California & other US state privacy laws
If you are a resident of California: we do not sell or share your personal information as those terms are defined under California law. Categories we collect (only if you opt in): identifiers (installation ID) and internet activity (feature events). We collect no sensitive personal information. You have the right to request a copy of personal information about you, request deletion, request correction, opt out of any future sale or sharing, and not be discriminated against for exercising these rights.
If you are a resident of Colorado, Connecticut, Virginia, Utah, Texas, Oregon, Montana, or another US state with a comprehensive privacy law, you have similar rights. Use the same contact email to exercise them.
Data retention
- Local clipboard history — stored on this Mac until you clear it, the rolling 1,000-item cap drops it, you delete the app, or you factory-reset the Mac.
- Crash reports (Sentry) — 90 days by default.
- Analytics events (PostHog) — 12 months by default.

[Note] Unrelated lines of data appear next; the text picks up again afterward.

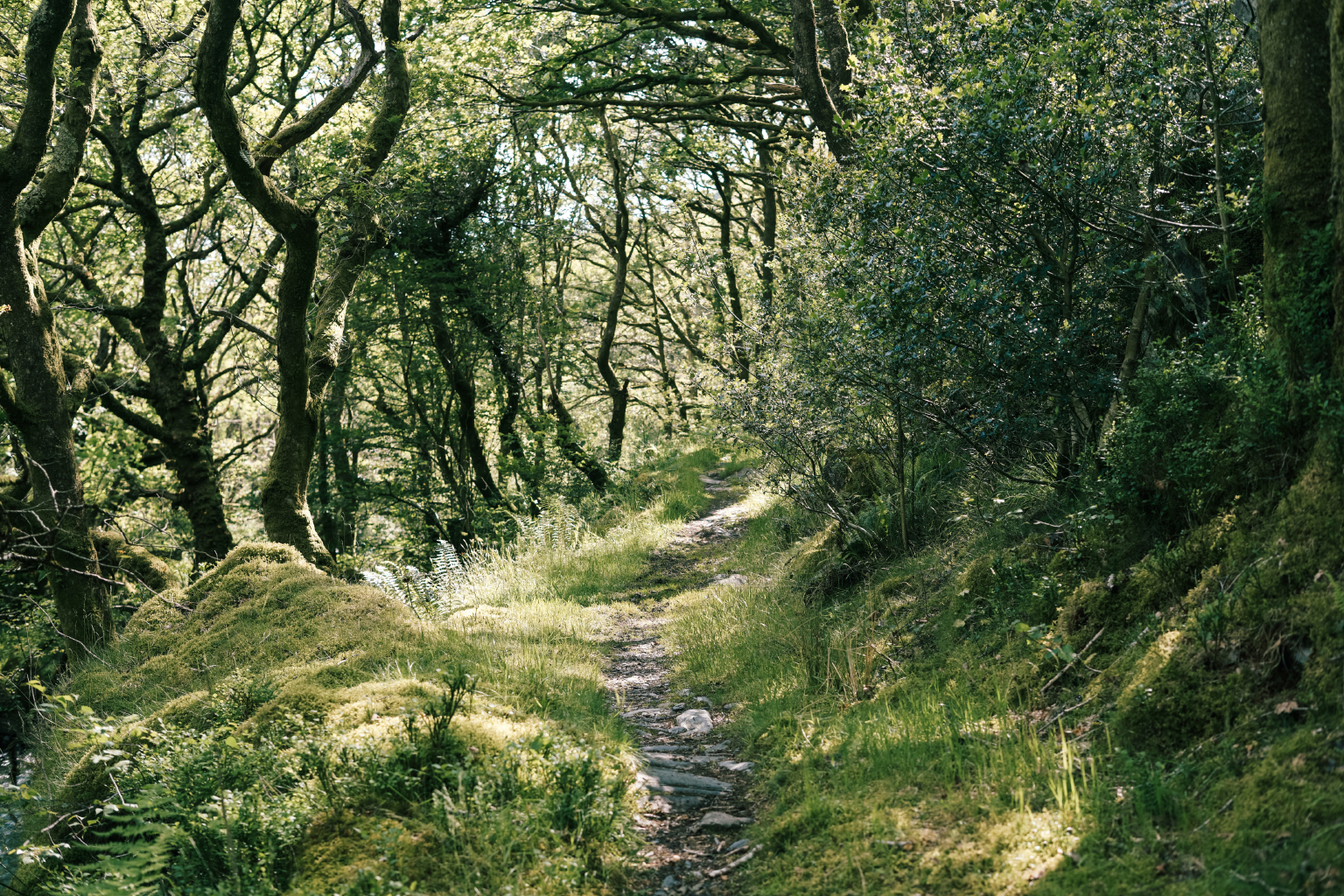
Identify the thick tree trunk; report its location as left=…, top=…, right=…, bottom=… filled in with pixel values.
left=0, top=0, right=111, bottom=657
left=196, top=0, right=410, bottom=565
left=549, top=389, right=607, bottom=494
left=468, top=308, right=542, bottom=509
left=429, top=290, right=504, bottom=507
left=1259, top=0, right=1331, bottom=377
left=1329, top=0, right=1344, bottom=383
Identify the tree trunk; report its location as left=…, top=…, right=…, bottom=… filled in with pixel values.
left=429, top=289, right=504, bottom=507
left=550, top=389, right=607, bottom=494
left=1259, top=0, right=1331, bottom=379
left=468, top=308, right=542, bottom=509
left=790, top=0, right=853, bottom=161
left=195, top=0, right=410, bottom=567
left=321, top=354, right=359, bottom=555
left=0, top=0, right=111, bottom=655
left=1329, top=0, right=1344, bottom=383
left=597, top=111, right=630, bottom=464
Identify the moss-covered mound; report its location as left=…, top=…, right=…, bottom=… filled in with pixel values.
left=23, top=544, right=633, bottom=894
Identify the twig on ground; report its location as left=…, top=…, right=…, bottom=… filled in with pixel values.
left=1189, top=796, right=1236, bottom=834
left=704, top=844, right=760, bottom=878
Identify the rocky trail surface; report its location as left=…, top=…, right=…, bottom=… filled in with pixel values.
left=607, top=477, right=758, bottom=896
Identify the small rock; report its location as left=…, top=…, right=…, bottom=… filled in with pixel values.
left=676, top=710, right=714, bottom=735
left=691, top=811, right=752, bottom=830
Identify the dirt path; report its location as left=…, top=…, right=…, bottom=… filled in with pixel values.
left=607, top=486, right=755, bottom=894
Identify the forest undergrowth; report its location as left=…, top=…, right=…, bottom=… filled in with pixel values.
left=670, top=462, right=1344, bottom=894
left=5, top=452, right=741, bottom=894
left=10, top=444, right=1344, bottom=896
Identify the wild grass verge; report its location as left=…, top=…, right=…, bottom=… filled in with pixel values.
left=670, top=483, right=1344, bottom=896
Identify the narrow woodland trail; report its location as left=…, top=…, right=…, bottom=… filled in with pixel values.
left=607, top=477, right=757, bottom=894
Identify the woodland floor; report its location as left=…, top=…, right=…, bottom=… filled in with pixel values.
left=606, top=477, right=757, bottom=893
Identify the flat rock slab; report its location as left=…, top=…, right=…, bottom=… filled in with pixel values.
left=645, top=794, right=704, bottom=816
left=645, top=755, right=695, bottom=771
left=692, top=811, right=752, bottom=829
left=636, top=768, right=732, bottom=794
left=676, top=710, right=714, bottom=735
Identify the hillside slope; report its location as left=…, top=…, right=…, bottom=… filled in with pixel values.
left=12, top=450, right=1344, bottom=896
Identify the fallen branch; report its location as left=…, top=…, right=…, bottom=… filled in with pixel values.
left=1036, top=695, right=1096, bottom=731
left=1040, top=626, right=1106, bottom=693
left=704, top=844, right=760, bottom=878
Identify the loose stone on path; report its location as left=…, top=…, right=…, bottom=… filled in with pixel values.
left=607, top=494, right=760, bottom=896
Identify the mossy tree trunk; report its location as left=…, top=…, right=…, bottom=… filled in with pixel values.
left=0, top=0, right=111, bottom=647
left=1259, top=0, right=1332, bottom=379
left=1329, top=0, right=1344, bottom=386
left=195, top=0, right=410, bottom=565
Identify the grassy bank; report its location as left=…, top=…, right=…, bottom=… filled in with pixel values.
left=10, top=450, right=736, bottom=896
left=661, top=470, right=1344, bottom=894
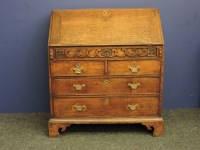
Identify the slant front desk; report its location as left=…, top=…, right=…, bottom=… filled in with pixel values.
left=48, top=9, right=164, bottom=137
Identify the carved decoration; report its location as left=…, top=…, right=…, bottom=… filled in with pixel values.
left=51, top=47, right=162, bottom=58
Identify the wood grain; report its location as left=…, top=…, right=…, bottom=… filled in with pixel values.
left=52, top=77, right=159, bottom=96
left=108, top=60, right=160, bottom=75
left=54, top=97, right=159, bottom=118
left=49, top=9, right=163, bottom=46
left=48, top=8, right=164, bottom=137
left=51, top=61, right=104, bottom=76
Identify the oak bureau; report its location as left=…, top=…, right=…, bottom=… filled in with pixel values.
left=48, top=8, right=164, bottom=137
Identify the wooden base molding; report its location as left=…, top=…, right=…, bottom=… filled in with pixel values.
left=49, top=117, right=164, bottom=137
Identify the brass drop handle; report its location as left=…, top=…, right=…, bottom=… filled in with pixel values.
left=71, top=63, right=86, bottom=74
left=73, top=105, right=87, bottom=112
left=127, top=104, right=140, bottom=110
left=128, top=61, right=140, bottom=73
left=73, top=84, right=85, bottom=91
left=104, top=98, right=110, bottom=104
left=128, top=83, right=140, bottom=90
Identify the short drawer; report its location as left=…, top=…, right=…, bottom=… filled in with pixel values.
left=53, top=97, right=159, bottom=118
left=52, top=77, right=159, bottom=96
left=51, top=61, right=104, bottom=76
left=108, top=60, right=160, bottom=75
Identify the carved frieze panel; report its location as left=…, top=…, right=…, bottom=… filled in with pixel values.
left=50, top=47, right=162, bottom=58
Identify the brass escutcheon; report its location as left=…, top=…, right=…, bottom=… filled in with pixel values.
left=127, top=104, right=140, bottom=110
left=73, top=84, right=85, bottom=91
left=128, top=61, right=140, bottom=73
left=71, top=63, right=86, bottom=74
left=128, top=83, right=140, bottom=90
left=103, top=80, right=109, bottom=86
left=73, top=105, right=87, bottom=112
left=104, top=98, right=110, bottom=104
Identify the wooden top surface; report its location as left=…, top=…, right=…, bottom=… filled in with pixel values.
left=48, top=8, right=164, bottom=46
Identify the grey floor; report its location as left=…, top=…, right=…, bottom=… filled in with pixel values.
left=0, top=109, right=200, bottom=150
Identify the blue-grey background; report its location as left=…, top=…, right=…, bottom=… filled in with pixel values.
left=0, top=0, right=200, bottom=113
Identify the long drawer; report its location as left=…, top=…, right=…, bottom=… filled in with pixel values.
left=53, top=97, right=159, bottom=118
left=52, top=77, right=160, bottom=96
left=108, top=60, right=160, bottom=75
left=51, top=61, right=104, bottom=76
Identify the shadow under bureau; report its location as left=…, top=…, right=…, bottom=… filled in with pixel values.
left=48, top=9, right=164, bottom=137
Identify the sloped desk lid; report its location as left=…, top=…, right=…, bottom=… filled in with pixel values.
left=48, top=9, right=164, bottom=46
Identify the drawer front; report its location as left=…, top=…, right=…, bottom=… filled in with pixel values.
left=108, top=60, right=160, bottom=75
left=52, top=77, right=159, bottom=96
left=51, top=61, right=104, bottom=76
left=53, top=97, right=159, bottom=118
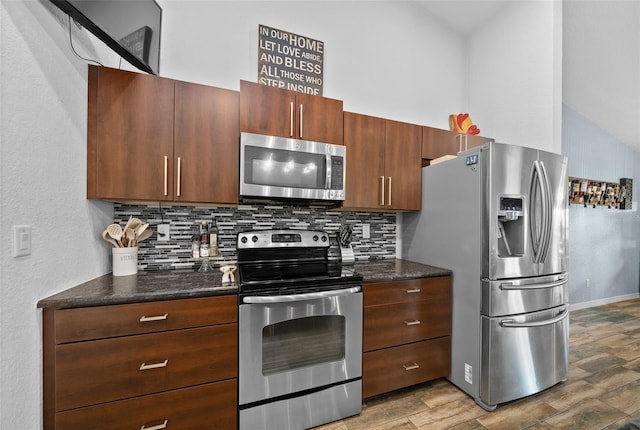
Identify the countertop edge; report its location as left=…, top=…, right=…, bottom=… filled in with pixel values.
left=37, top=259, right=452, bottom=310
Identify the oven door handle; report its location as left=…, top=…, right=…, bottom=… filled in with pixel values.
left=243, top=287, right=361, bottom=304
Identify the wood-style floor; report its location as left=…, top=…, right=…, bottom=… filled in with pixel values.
left=317, top=299, right=640, bottom=430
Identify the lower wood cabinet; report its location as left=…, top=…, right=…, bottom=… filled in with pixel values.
left=55, top=379, right=237, bottom=430
left=362, top=276, right=452, bottom=398
left=43, top=295, right=238, bottom=430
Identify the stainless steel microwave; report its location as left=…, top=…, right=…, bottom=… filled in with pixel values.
left=240, top=133, right=347, bottom=201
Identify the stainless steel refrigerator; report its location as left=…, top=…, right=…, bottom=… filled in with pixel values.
left=402, top=142, right=569, bottom=411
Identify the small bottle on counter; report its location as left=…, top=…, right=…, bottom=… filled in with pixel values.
left=191, top=234, right=200, bottom=258
left=200, top=221, right=209, bottom=257
left=209, top=219, right=218, bottom=256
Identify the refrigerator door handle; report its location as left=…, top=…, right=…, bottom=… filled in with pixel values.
left=500, top=307, right=569, bottom=328
left=529, top=160, right=548, bottom=263
left=499, top=278, right=569, bottom=291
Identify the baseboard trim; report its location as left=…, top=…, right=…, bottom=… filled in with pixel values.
left=569, top=293, right=640, bottom=311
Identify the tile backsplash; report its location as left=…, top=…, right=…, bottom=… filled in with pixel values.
left=114, top=202, right=396, bottom=271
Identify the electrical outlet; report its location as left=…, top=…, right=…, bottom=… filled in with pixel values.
left=158, top=224, right=171, bottom=242
left=11, top=225, right=31, bottom=257
left=362, top=224, right=371, bottom=239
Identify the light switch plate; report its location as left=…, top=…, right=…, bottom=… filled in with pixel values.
left=362, top=224, right=371, bottom=239
left=158, top=224, right=171, bottom=242
left=11, top=225, right=31, bottom=257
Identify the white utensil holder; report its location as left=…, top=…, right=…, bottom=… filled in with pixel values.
left=113, top=246, right=138, bottom=276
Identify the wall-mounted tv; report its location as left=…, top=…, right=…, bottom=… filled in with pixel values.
left=51, top=0, right=162, bottom=75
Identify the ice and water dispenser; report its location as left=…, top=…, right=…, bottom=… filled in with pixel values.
left=498, top=196, right=525, bottom=258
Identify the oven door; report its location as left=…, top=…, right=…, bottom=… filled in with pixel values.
left=238, top=286, right=362, bottom=406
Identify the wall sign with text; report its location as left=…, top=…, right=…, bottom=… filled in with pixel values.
left=258, top=25, right=324, bottom=95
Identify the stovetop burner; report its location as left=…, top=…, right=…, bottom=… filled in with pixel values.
left=237, top=230, right=362, bottom=295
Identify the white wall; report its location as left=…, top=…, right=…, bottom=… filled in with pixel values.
left=467, top=0, right=562, bottom=153
left=158, top=0, right=467, bottom=128
left=562, top=106, right=640, bottom=307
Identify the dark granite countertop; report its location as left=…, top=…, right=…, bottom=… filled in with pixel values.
left=38, top=259, right=451, bottom=309
left=353, top=259, right=451, bottom=282
left=38, top=270, right=238, bottom=309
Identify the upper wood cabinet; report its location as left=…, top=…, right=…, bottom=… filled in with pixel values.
left=87, top=65, right=174, bottom=201
left=173, top=81, right=240, bottom=204
left=240, top=81, right=343, bottom=145
left=422, top=126, right=493, bottom=164
left=87, top=66, right=240, bottom=204
left=343, top=112, right=422, bottom=211
left=382, top=120, right=422, bottom=211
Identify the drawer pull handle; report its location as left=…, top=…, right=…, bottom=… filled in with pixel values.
left=140, top=314, right=169, bottom=322
left=402, top=363, right=420, bottom=370
left=140, top=420, right=169, bottom=430
left=140, top=360, right=169, bottom=370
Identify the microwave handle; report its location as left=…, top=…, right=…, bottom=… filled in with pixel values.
left=324, top=154, right=331, bottom=190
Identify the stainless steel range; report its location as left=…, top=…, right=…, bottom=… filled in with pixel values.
left=237, top=230, right=362, bottom=430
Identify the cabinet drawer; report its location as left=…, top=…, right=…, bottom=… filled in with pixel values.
left=363, top=296, right=451, bottom=351
left=362, top=336, right=451, bottom=398
left=55, top=324, right=238, bottom=411
left=55, top=295, right=238, bottom=344
left=364, top=276, right=451, bottom=306
left=55, top=379, right=237, bottom=430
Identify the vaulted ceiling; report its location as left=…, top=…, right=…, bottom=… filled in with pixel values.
left=421, top=0, right=640, bottom=150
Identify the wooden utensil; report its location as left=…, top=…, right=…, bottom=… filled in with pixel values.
left=124, top=228, right=136, bottom=246
left=134, top=230, right=153, bottom=246
left=102, top=230, right=118, bottom=248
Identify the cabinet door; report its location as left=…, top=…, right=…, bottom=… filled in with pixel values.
left=343, top=112, right=385, bottom=209
left=384, top=120, right=422, bottom=210
left=240, top=81, right=295, bottom=137
left=295, top=93, right=343, bottom=145
left=173, top=81, right=240, bottom=204
left=87, top=66, right=174, bottom=201
left=240, top=81, right=343, bottom=145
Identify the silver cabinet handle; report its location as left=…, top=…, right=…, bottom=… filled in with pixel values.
left=176, top=157, right=182, bottom=197
left=140, top=420, right=169, bottom=430
left=140, top=314, right=169, bottom=322
left=289, top=102, right=293, bottom=137
left=140, top=359, right=169, bottom=370
left=164, top=155, right=169, bottom=196
left=300, top=103, right=303, bottom=139
left=500, top=308, right=569, bottom=328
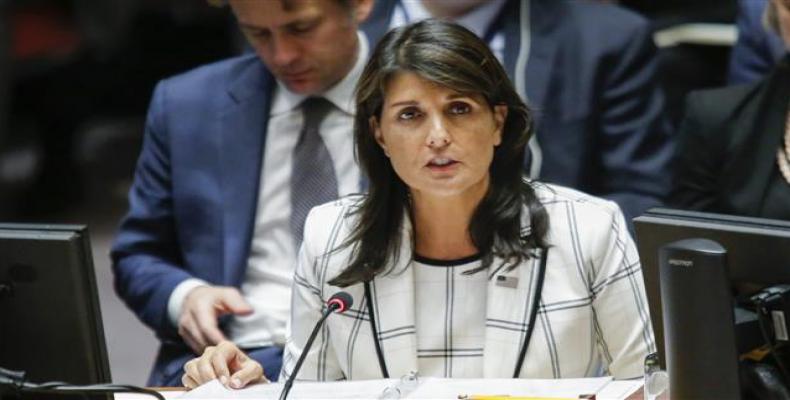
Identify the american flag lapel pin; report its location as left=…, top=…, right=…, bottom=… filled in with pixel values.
left=496, top=275, right=518, bottom=289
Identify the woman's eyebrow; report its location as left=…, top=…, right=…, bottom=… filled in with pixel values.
left=390, top=100, right=419, bottom=108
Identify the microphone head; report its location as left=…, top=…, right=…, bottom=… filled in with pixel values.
left=326, top=292, right=354, bottom=313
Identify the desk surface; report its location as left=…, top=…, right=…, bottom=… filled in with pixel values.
left=115, top=388, right=644, bottom=400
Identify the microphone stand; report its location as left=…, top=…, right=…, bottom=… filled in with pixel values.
left=280, top=303, right=341, bottom=400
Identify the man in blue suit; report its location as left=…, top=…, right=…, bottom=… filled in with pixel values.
left=727, top=0, right=787, bottom=85
left=366, top=0, right=673, bottom=219
left=112, top=0, right=372, bottom=386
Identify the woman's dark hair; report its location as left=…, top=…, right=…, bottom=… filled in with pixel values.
left=329, top=20, right=549, bottom=286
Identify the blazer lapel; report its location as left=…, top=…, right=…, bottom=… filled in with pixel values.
left=220, top=62, right=275, bottom=286
left=483, top=207, right=540, bottom=378
left=370, top=216, right=417, bottom=378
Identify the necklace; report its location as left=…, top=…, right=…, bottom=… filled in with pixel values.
left=776, top=102, right=790, bottom=185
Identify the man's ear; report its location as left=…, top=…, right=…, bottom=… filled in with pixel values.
left=494, top=104, right=508, bottom=146
left=376, top=117, right=390, bottom=157
left=354, top=0, right=375, bottom=24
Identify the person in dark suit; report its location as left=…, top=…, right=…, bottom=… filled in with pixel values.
left=111, top=0, right=372, bottom=386
left=727, top=0, right=785, bottom=85
left=671, top=0, right=790, bottom=220
left=366, top=0, right=674, bottom=220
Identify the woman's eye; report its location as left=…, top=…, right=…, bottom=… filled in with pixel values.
left=450, top=103, right=472, bottom=114
left=398, top=110, right=419, bottom=121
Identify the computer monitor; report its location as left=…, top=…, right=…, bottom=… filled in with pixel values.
left=0, top=224, right=111, bottom=385
left=634, top=209, right=790, bottom=398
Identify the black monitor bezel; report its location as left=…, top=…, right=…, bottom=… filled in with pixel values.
left=0, top=223, right=112, bottom=384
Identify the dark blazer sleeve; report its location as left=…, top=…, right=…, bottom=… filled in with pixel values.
left=111, top=81, right=191, bottom=336
left=669, top=92, right=724, bottom=210
left=596, top=14, right=674, bottom=222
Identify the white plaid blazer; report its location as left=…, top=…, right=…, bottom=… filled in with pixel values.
left=281, top=184, right=655, bottom=381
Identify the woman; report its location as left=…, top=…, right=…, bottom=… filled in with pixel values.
left=184, top=21, right=653, bottom=387
left=671, top=0, right=790, bottom=220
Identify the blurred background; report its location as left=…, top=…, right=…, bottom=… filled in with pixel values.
left=0, top=0, right=748, bottom=385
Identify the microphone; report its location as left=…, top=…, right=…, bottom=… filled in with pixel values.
left=280, top=292, right=354, bottom=400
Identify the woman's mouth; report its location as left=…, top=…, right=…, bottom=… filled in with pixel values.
left=426, top=157, right=458, bottom=171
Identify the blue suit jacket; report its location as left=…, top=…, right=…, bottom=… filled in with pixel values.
left=111, top=0, right=671, bottom=386
left=111, top=55, right=275, bottom=384
left=365, top=0, right=674, bottom=220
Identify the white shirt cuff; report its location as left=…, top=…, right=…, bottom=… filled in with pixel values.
left=167, top=278, right=211, bottom=326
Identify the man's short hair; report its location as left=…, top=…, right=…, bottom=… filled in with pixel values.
left=206, top=0, right=351, bottom=10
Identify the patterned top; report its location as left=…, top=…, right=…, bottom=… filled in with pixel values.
left=281, top=184, right=655, bottom=380
left=411, top=256, right=488, bottom=378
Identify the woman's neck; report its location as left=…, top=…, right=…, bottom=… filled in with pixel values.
left=412, top=185, right=485, bottom=260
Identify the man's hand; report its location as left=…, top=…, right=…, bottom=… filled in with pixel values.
left=178, top=286, right=253, bottom=354
left=181, top=341, right=268, bottom=389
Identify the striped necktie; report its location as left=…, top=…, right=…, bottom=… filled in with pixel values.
left=290, top=97, right=337, bottom=252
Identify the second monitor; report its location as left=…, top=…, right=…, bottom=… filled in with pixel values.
left=634, top=209, right=790, bottom=398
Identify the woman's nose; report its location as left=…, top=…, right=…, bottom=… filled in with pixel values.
left=426, top=117, right=451, bottom=147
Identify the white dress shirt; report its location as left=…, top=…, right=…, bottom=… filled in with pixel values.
left=168, top=32, right=369, bottom=348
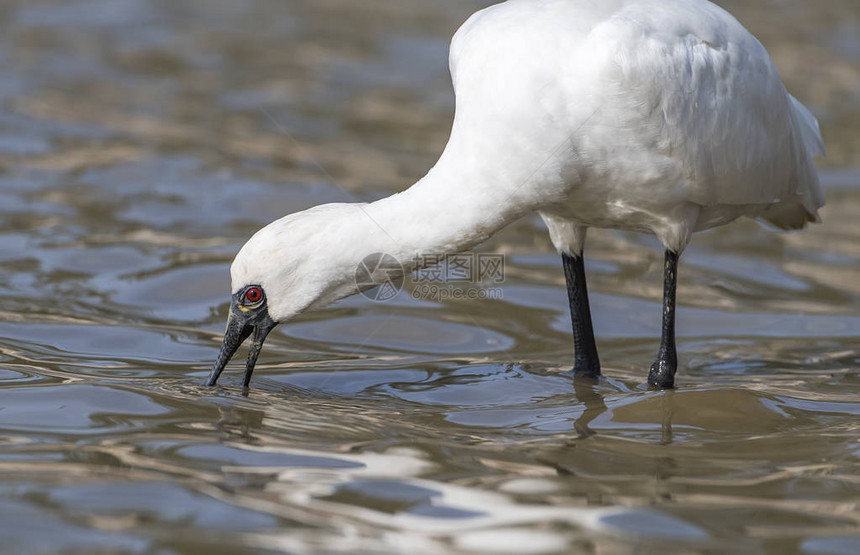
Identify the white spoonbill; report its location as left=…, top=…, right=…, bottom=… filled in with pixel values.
left=207, top=0, right=824, bottom=388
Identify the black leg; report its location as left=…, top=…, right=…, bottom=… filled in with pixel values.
left=561, top=253, right=600, bottom=378
left=648, top=250, right=678, bottom=389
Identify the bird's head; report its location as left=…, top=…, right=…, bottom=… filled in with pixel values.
left=206, top=204, right=380, bottom=387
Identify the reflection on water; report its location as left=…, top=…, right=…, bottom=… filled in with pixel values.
left=0, top=0, right=860, bottom=553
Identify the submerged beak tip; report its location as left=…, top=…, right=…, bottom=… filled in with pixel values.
left=205, top=309, right=277, bottom=388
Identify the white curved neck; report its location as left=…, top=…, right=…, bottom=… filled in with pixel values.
left=366, top=141, right=533, bottom=265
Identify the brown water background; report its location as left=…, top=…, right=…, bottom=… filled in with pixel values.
left=0, top=0, right=860, bottom=553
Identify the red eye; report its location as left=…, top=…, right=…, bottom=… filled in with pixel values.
left=245, top=287, right=263, bottom=304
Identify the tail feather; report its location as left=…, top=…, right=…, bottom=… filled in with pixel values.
left=761, top=95, right=825, bottom=229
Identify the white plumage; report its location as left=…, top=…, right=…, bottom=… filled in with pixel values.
left=205, top=0, right=824, bottom=388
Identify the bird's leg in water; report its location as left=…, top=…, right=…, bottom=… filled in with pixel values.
left=561, top=252, right=600, bottom=378
left=648, top=250, right=678, bottom=389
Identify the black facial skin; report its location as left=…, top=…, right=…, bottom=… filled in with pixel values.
left=206, top=285, right=278, bottom=387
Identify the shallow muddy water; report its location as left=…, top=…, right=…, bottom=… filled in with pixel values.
left=0, top=0, right=860, bottom=553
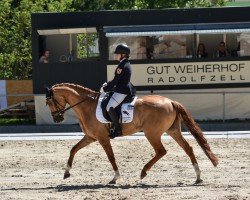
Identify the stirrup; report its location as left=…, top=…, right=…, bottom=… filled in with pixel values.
left=109, top=127, right=122, bottom=139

- Feedback (Google Form / Sheet) — indefinitely, unless you request deletion.
Security
Clipboard history is stored in a SQLite database inside Pica Clipper's macOS sandboxed application support container. macOS file permissions prevent other apps from reading it. If you have FileVault enabled, the database is also encrypted at rest by macOS.
Telemetry payloads, if opt-in is enabled, are sent over TLS to Sentry and PostHog. We do not operate any user-data servers ourselves.
If you copy a password, credit card, or 2FA code from an app that does not set one of the standard sensitive-type markers, Pica Clipper will capture it. Treat your clipboard history as containing whatever has passed through your clipboard — and use the ignore list to keep apps you don't trust out of it.
No system is perfectly secure. If you become aware of a vulnerability, please email us at the address below.
Changes
If we make material changes to this policy we'll update the "Effective" date at the top and, where practical, notify you inside the app on next launch. Continued use of the app after a change means you accept the updated policy.
Contact
Privacy questions go to hello@picaapps.com. Security disclosures go to security@picaapps.com.
Any dispute arising out of or relating to this policy or the app will be brought exclusively in the competent courts of Tel Aviv-Jaffa, Israel.